At some point, someone needs to be the system manager and go and physically install it. The documentation for Jupyter states simply python3 -m pip install jupyter, and you are off to the races. That command will work for all but the very most simple of use cases, unless for example you happen to need access to TensorFlow or well basically anything else that touches a modern system it is never going to be a one click install. Re-enter dependency hell. More scientists, spending more time installing more software, enjoying it less and not being able to develop new methods. Still, we must not give up hope, these really are truly amazing times from a hardware perspective, hockey-stick growth in new systems, more sustainable and open software systems will continue to make the landscape a fascinating and interesting place.

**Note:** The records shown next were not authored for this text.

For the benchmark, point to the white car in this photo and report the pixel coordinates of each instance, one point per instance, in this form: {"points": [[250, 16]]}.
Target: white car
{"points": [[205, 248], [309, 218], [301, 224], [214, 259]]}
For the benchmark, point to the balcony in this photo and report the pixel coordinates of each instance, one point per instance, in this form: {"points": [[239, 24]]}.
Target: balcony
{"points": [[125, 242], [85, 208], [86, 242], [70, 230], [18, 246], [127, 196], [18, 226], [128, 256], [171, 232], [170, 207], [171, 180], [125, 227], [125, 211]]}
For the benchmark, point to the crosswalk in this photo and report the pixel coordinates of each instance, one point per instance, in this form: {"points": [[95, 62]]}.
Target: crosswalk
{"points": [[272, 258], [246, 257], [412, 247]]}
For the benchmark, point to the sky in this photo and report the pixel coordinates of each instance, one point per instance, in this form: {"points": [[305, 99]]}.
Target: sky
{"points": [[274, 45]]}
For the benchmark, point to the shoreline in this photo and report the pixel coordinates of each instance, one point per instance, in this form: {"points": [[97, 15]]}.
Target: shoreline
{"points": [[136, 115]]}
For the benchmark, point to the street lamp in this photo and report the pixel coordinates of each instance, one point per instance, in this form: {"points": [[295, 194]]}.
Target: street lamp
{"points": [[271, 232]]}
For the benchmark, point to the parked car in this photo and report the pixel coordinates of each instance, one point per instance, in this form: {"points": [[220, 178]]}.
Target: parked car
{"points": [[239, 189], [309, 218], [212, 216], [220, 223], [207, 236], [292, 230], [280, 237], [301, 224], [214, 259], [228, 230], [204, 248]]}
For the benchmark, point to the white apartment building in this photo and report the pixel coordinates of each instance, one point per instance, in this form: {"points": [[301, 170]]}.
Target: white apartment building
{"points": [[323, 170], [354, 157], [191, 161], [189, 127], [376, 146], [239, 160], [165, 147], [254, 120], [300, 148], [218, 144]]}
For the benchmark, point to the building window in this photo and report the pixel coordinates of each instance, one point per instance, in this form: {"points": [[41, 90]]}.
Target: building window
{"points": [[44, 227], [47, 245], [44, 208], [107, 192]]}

However, we absolutely must continue to not lose sight of our software complexity. New hardware systems albeit shiny and interesting, with AI driving all kinds of innovation and associated data flowing into and out of custom systems at an ever higher. But the underlying software will have to be built, linked and integrated so we can have real world functioning end-to-end systems that must deliver actual results that are not only informative and easy to use but also accurate and reliable. The true art of achieving computational balance requires that software (especially scientific software) be integrated directly into the systems. Unfortunately to achieve this balance, there will always be a cost. This real cost will show in either full time employee and salary budget to develop, build, and manage it, or by paying significant money directly to ISVs to build the appropriate stack of software for you so that works directly with the hardware you are purchasing. Software has always had a cost, the new growing complexity of our physical systems and software now has real, and escalating costs that are way beyond the list price of that shiny new “integrated” system you spot and immediately want to adopt and take home from the show floor at the next technology conference.
Software is not just for Christmas. Software is for life.